Re: [ceph-users] bluestore compression enabled but no data compressed

Frank Schilder Sat, 16 Mar 2019 06:05:26 -0700

Yes:

Two days ago I did a complete re-deployment of ceph from my test cluster to a 
production cluster. As part this re-deployment I also added the following to my 
ceph.conf:

[osd]
bluestore compression mode = aggressive
bluestore compression min blob size hdd = 262144

Apparently, cephfs and rbd clients do not provide hints to ceph about blob 
sizes, so for these apps bluestore will (at least in current versions) always 
compress blobs of size bluestore_compression_min_blob_size_hdd. The best 
achievable compression ratio is 
bluestore_compression_min_blob_size_hdd/bluestore_min_alloc_size_hdd.
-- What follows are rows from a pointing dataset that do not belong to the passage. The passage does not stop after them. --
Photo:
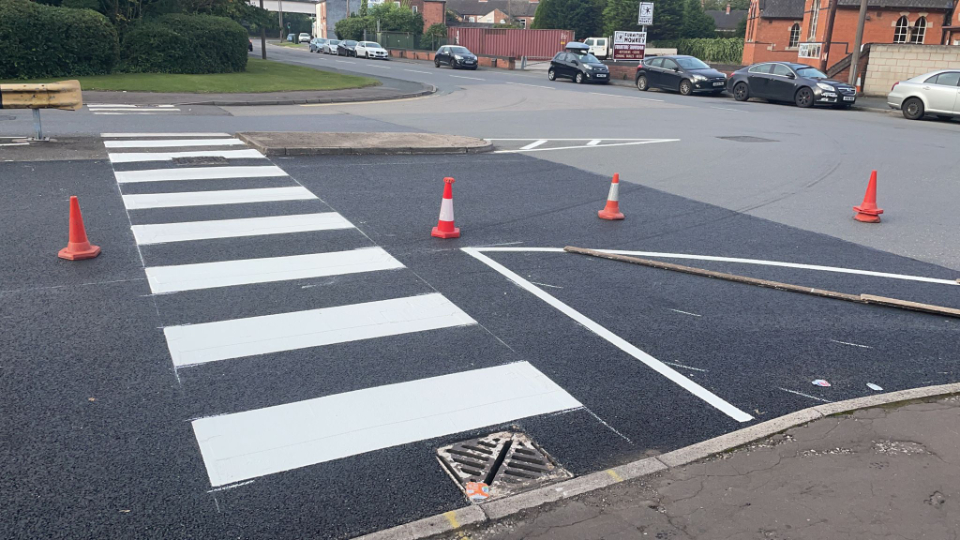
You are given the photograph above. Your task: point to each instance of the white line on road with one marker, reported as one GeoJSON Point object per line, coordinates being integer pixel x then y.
{"type": "Point", "coordinates": [204, 198]}
{"type": "Point", "coordinates": [190, 277]}
{"type": "Point", "coordinates": [209, 342]}
{"type": "Point", "coordinates": [198, 173]}
{"type": "Point", "coordinates": [250, 444]}
{"type": "Point", "coordinates": [133, 157]}
{"type": "Point", "coordinates": [615, 340]}
{"type": "Point", "coordinates": [161, 233]}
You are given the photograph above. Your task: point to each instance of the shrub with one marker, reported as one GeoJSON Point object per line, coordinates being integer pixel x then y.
{"type": "Point", "coordinates": [42, 41]}
{"type": "Point", "coordinates": [185, 44]}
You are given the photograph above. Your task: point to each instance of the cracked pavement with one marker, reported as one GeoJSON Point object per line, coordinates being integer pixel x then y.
{"type": "Point", "coordinates": [882, 473]}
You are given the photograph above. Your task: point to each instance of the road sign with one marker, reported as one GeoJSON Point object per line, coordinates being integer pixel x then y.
{"type": "Point", "coordinates": [629, 45]}
{"type": "Point", "coordinates": [646, 14]}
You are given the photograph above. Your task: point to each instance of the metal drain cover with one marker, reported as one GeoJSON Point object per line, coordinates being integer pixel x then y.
{"type": "Point", "coordinates": [507, 462]}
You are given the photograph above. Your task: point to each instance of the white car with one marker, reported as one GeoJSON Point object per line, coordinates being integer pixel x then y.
{"type": "Point", "coordinates": [370, 49]}
{"type": "Point", "coordinates": [937, 93]}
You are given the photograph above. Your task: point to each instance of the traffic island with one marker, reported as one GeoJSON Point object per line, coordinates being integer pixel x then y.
{"type": "Point", "coordinates": [271, 143]}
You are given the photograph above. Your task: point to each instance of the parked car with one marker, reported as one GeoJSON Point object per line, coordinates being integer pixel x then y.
{"type": "Point", "coordinates": [347, 47]}
{"type": "Point", "coordinates": [455, 56]}
{"type": "Point", "coordinates": [937, 93]}
{"type": "Point", "coordinates": [370, 49]}
{"type": "Point", "coordinates": [684, 74]}
{"type": "Point", "coordinates": [789, 82]}
{"type": "Point", "coordinates": [579, 66]}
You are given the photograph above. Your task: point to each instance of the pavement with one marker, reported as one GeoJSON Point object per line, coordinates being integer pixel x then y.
{"type": "Point", "coordinates": [881, 473]}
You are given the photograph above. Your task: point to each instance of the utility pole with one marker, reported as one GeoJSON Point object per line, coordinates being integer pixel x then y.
{"type": "Point", "coordinates": [857, 45]}
{"type": "Point", "coordinates": [828, 35]}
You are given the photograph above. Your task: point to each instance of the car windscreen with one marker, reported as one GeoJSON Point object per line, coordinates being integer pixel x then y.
{"type": "Point", "coordinates": [691, 63]}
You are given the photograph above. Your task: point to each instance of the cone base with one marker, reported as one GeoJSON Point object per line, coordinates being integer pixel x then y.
{"type": "Point", "coordinates": [79, 253]}
{"type": "Point", "coordinates": [455, 233]}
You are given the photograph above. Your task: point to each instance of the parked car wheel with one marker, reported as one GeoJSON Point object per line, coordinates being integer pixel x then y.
{"type": "Point", "coordinates": [912, 109]}
{"type": "Point", "coordinates": [741, 92]}
{"type": "Point", "coordinates": [804, 98]}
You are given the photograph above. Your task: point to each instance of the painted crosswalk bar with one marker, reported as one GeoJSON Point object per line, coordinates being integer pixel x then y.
{"type": "Point", "coordinates": [161, 233]}
{"type": "Point", "coordinates": [240, 446]}
{"type": "Point", "coordinates": [209, 342]}
{"type": "Point", "coordinates": [198, 173]}
{"type": "Point", "coordinates": [188, 277]}
{"type": "Point", "coordinates": [227, 196]}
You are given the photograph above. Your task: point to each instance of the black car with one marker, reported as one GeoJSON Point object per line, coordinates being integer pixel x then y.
{"type": "Point", "coordinates": [579, 66]}
{"type": "Point", "coordinates": [455, 56]}
{"type": "Point", "coordinates": [789, 82]}
{"type": "Point", "coordinates": [347, 47]}
{"type": "Point", "coordinates": [684, 74]}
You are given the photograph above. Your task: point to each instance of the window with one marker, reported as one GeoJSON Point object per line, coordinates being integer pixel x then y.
{"type": "Point", "coordinates": [900, 32]}
{"type": "Point", "coordinates": [919, 30]}
{"type": "Point", "coordinates": [794, 36]}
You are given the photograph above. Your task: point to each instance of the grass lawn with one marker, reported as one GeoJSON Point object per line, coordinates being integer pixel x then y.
{"type": "Point", "coordinates": [261, 76]}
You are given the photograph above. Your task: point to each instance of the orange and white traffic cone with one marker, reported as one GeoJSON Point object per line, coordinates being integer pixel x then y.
{"type": "Point", "coordinates": [868, 212]}
{"type": "Point", "coordinates": [612, 210]}
{"type": "Point", "coordinates": [445, 227]}
{"type": "Point", "coordinates": [78, 247]}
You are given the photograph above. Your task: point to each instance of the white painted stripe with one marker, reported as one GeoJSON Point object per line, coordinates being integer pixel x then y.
{"type": "Point", "coordinates": [190, 277]}
{"type": "Point", "coordinates": [534, 144]}
{"type": "Point", "coordinates": [161, 233]}
{"type": "Point", "coordinates": [209, 342]}
{"type": "Point", "coordinates": [250, 444]}
{"type": "Point", "coordinates": [133, 157]}
{"type": "Point", "coordinates": [140, 135]}
{"type": "Point", "coordinates": [203, 198]}
{"type": "Point", "coordinates": [616, 340]}
{"type": "Point", "coordinates": [173, 143]}
{"type": "Point", "coordinates": [198, 173]}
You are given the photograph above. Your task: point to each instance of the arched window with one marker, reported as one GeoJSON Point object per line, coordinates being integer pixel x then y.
{"type": "Point", "coordinates": [900, 32]}
{"type": "Point", "coordinates": [919, 30]}
{"type": "Point", "coordinates": [794, 36]}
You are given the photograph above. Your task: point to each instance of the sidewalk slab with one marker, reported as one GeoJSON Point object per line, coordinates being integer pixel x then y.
{"type": "Point", "coordinates": [325, 144]}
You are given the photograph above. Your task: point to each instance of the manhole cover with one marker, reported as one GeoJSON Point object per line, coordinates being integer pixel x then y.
{"type": "Point", "coordinates": [506, 462]}
{"type": "Point", "coordinates": [744, 138]}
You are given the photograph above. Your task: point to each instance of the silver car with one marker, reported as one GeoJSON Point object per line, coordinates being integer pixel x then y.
{"type": "Point", "coordinates": [936, 93]}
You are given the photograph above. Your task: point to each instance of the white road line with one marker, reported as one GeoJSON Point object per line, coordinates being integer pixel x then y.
{"type": "Point", "coordinates": [534, 144]}
{"type": "Point", "coordinates": [232, 228]}
{"type": "Point", "coordinates": [191, 277]}
{"type": "Point", "coordinates": [204, 198]}
{"type": "Point", "coordinates": [133, 157]}
{"type": "Point", "coordinates": [198, 173]}
{"type": "Point", "coordinates": [222, 340]}
{"type": "Point", "coordinates": [250, 444]}
{"type": "Point", "coordinates": [173, 143]}
{"type": "Point", "coordinates": [615, 340]}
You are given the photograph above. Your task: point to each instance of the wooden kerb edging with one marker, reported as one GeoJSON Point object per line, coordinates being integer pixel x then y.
{"type": "Point", "coordinates": [859, 299]}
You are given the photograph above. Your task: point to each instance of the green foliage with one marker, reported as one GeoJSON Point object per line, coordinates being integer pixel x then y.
{"type": "Point", "coordinates": [720, 50]}
{"type": "Point", "coordinates": [185, 44]}
{"type": "Point", "coordinates": [42, 41]}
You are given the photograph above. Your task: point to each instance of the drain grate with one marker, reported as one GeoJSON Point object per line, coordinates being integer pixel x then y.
{"type": "Point", "coordinates": [745, 138]}
{"type": "Point", "coordinates": [507, 462]}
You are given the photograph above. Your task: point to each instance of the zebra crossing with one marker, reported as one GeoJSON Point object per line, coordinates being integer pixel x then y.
{"type": "Point", "coordinates": [208, 218]}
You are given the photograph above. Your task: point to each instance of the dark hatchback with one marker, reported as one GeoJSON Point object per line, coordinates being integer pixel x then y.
{"type": "Point", "coordinates": [792, 83]}
{"type": "Point", "coordinates": [455, 57]}
{"type": "Point", "coordinates": [581, 67]}
{"type": "Point", "coordinates": [684, 74]}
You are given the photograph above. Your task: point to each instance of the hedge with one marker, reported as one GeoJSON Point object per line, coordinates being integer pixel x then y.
{"type": "Point", "coordinates": [38, 41]}
{"type": "Point", "coordinates": [185, 44]}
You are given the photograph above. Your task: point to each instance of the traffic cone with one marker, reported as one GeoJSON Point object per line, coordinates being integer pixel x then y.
{"type": "Point", "coordinates": [868, 212]}
{"type": "Point", "coordinates": [445, 228]}
{"type": "Point", "coordinates": [78, 247]}
{"type": "Point", "coordinates": [612, 210]}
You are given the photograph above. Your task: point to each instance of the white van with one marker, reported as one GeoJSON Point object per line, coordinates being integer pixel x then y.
{"type": "Point", "coordinates": [599, 47]}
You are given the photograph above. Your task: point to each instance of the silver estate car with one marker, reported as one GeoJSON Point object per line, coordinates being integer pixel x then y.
{"type": "Point", "coordinates": [936, 93]}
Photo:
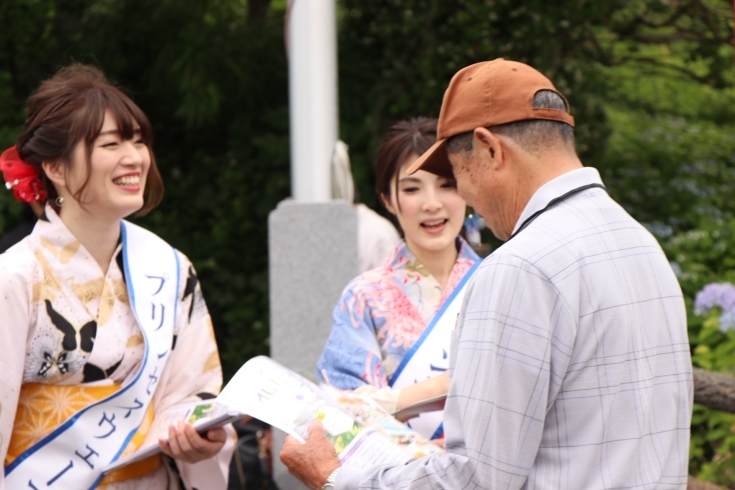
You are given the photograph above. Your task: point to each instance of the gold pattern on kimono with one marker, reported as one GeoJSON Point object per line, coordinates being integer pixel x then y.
{"type": "Point", "coordinates": [113, 290]}
{"type": "Point", "coordinates": [65, 254]}
{"type": "Point", "coordinates": [45, 287]}
{"type": "Point", "coordinates": [89, 291]}
{"type": "Point", "coordinates": [417, 267]}
{"type": "Point", "coordinates": [42, 408]}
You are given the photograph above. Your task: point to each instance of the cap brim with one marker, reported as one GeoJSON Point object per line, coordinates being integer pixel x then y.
{"type": "Point", "coordinates": [434, 160]}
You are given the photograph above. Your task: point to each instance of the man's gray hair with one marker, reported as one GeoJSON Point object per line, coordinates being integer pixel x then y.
{"type": "Point", "coordinates": [533, 135]}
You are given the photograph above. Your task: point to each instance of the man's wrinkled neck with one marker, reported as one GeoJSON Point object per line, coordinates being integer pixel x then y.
{"type": "Point", "coordinates": [532, 173]}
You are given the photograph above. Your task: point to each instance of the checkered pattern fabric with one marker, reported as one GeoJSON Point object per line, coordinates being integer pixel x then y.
{"type": "Point", "coordinates": [570, 363]}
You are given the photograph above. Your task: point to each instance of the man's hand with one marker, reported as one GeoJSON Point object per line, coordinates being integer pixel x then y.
{"type": "Point", "coordinates": [185, 444]}
{"type": "Point", "coordinates": [313, 461]}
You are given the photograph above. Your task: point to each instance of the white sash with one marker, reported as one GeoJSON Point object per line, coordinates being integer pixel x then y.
{"type": "Point", "coordinates": [72, 457]}
{"type": "Point", "coordinates": [429, 357]}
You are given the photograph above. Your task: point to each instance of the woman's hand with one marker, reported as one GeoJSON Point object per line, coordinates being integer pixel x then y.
{"type": "Point", "coordinates": [185, 444]}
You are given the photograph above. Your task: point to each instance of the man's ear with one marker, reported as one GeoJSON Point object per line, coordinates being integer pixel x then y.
{"type": "Point", "coordinates": [388, 205]}
{"type": "Point", "coordinates": [55, 173]}
{"type": "Point", "coordinates": [488, 143]}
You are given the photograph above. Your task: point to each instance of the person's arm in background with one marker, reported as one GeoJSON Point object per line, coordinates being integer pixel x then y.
{"type": "Point", "coordinates": [493, 433]}
{"type": "Point", "coordinates": [352, 356]}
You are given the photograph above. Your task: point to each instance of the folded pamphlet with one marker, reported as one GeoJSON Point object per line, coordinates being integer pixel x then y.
{"type": "Point", "coordinates": [362, 432]}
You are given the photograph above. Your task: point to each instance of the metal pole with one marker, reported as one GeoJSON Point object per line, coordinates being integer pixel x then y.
{"type": "Point", "coordinates": [312, 64]}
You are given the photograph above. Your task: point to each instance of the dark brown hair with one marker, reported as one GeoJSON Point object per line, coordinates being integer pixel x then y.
{"type": "Point", "coordinates": [413, 136]}
{"type": "Point", "coordinates": [70, 107]}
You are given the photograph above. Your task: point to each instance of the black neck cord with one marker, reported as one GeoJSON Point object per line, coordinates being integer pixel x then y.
{"type": "Point", "coordinates": [553, 203]}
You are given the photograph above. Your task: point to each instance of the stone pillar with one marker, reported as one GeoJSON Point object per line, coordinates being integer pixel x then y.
{"type": "Point", "coordinates": [312, 256]}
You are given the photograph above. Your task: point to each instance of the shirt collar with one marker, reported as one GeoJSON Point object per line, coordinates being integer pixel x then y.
{"type": "Point", "coordinates": [557, 187]}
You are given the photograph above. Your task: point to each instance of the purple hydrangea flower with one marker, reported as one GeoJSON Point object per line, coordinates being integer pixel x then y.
{"type": "Point", "coordinates": [720, 295]}
{"type": "Point", "coordinates": [727, 321]}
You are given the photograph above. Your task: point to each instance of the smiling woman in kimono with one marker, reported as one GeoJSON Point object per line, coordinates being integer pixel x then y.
{"type": "Point", "coordinates": [392, 325]}
{"type": "Point", "coordinates": [103, 323]}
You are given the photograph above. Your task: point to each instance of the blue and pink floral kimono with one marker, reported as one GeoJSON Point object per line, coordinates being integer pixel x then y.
{"type": "Point", "coordinates": [380, 316]}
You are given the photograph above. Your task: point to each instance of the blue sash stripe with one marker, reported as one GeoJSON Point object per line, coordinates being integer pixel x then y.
{"type": "Point", "coordinates": [433, 323]}
{"type": "Point", "coordinates": [69, 423]}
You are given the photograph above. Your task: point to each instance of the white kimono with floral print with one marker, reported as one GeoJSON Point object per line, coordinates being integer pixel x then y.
{"type": "Point", "coordinates": [64, 322]}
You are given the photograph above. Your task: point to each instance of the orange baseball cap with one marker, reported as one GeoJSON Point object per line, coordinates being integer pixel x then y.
{"type": "Point", "coordinates": [483, 95]}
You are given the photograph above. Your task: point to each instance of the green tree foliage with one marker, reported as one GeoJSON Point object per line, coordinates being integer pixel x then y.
{"type": "Point", "coordinates": [649, 82]}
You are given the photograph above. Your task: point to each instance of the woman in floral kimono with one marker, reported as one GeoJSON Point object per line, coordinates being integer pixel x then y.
{"type": "Point", "coordinates": [384, 314]}
{"type": "Point", "coordinates": [103, 324]}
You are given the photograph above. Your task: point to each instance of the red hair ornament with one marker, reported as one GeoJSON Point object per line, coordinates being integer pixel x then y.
{"type": "Point", "coordinates": [23, 179]}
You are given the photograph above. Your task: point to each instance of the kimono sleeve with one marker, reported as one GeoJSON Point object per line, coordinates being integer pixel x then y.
{"type": "Point", "coordinates": [15, 298]}
{"type": "Point", "coordinates": [352, 356]}
{"type": "Point", "coordinates": [194, 373]}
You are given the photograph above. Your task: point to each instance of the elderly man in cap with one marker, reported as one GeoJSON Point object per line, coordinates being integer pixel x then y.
{"type": "Point", "coordinates": [570, 363]}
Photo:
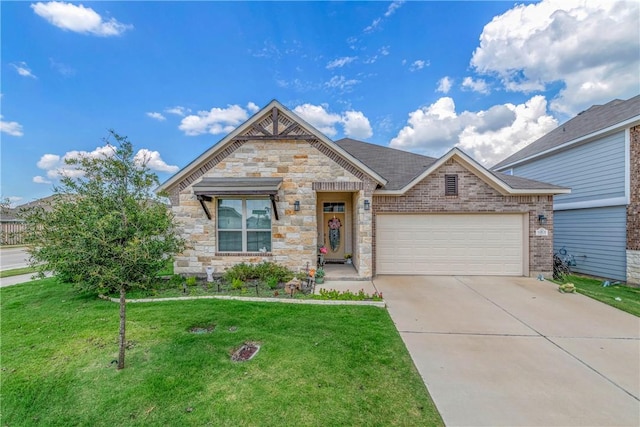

I did not want to reduce the default of bluestore_min_alloc_size_hdd = 64KB and 
only increased bluestore_compression_min_blob_size_hdd to 
4*bluestore_compression_min_blob_size_hdd, which means that for large 
compressible files the best ratio is 4. I tested this with a 1TB file of zeros 
and it works.

I'm not sure what the performance impact and rocksDB overhead implications of 
all bluestore options are. Pretty much nothing of this is easy to find in 
documentations. I will keep watching how the above works in reality and, maybe, 
make some more advanced experiments later.

Best regards,

=================
Frank Schilder
AIT Risø Campus
Bygning 109, rum S14

________________________________________
From: ceph-users <ceph-users-boun...@lists.ceph.com> on behalf of Ragan, Tj 
(Dr.) <tj.ra...@leicester.ac.uk>
Sent: 14 March 2019 11:22:07
To: ceph-users@lists.ceph.com
Subject: Re: [ceph-users] bluestore compression enabled but no data compressed

Hi Frank,

Did you ever get the 0.5 compression ratio thing figured out?

Thanks
-TJ Ragan

On 23 Oct 2018, at 16:56, Igor Fedotov 
<ifedo...@suse.de<mailto:ifedo...@suse.de>> wrote:

Hi Frank,

On 10/23/2018 2:56 PM, Frank Schilder wrote:
Dear David and Igor,

thank you very much for your help. I have one more question about chunk sizes 
and data granularity on bluestore and will summarize the information I got on 
bluestore compression at the end.

1) Compression ratio
---------------------------

Following Igor's explanation, I tried to understand the numbers for 
compressed_allocated and compressed_original and am somewhat stuck with 
figuring out how bluestore arithmetic works. I created a 32GB file of zeros 
using dd with write size bs=8M on a cephfs with

    ceph.dir.layout="stripe_unit=4194304 stripe_count=1 object_size=4194304 
pool=con-fs-data-test"

The data pool is an 8+2 erasure coded pool with properties

    pool 37 'con-fs-data-test' erasure size 10 min_size 9 crush_rule 11 
object_hash rjenkins pg_num 900 pgp_num 900 last_change 9970 flags 
hashpspool,ec_overwrites stripe_width 32768 compression_mode aggressive 
application cephfs

As I understand EC pools, a 4M object is split into 8x0.5M data shards that are 
stored together with 2x0.5M coding shards on one OSD each. So, I would expect a 
full object write to put a 512K chunk on each OSD in the PG. Looking at some 
config options of one of the OSDs, I see:

    "bluestore_compression_max_blob_size_hdd": "524288",
    "bluestore_compression_min_blob_size_hdd": "131072",
    "bluestore_max_blob_size_hdd": "524288",
    "bluestore_min_alloc_size_hdd": "65536",

>From this, I would conclude that the largest chunk size is 512K, which also 
>equals compression_max_blob_size. The minimum allocation size is 64K for any 
>object. What I would expect now is, that the full object writes to cephfs 
>create chunk sizes of 512M per OSD in the PG, meaning that with an all-zero 
>file I should observe a compresses_allocated ratio of 64K/512K=0.125 instead 
>of the 0.5 reported below. It looks like that chunks of 128K are written 
>instead of 512K. I'm happy with the 64K granularity, but the observed maximum 
>chunk size seems a factor of 4 too small.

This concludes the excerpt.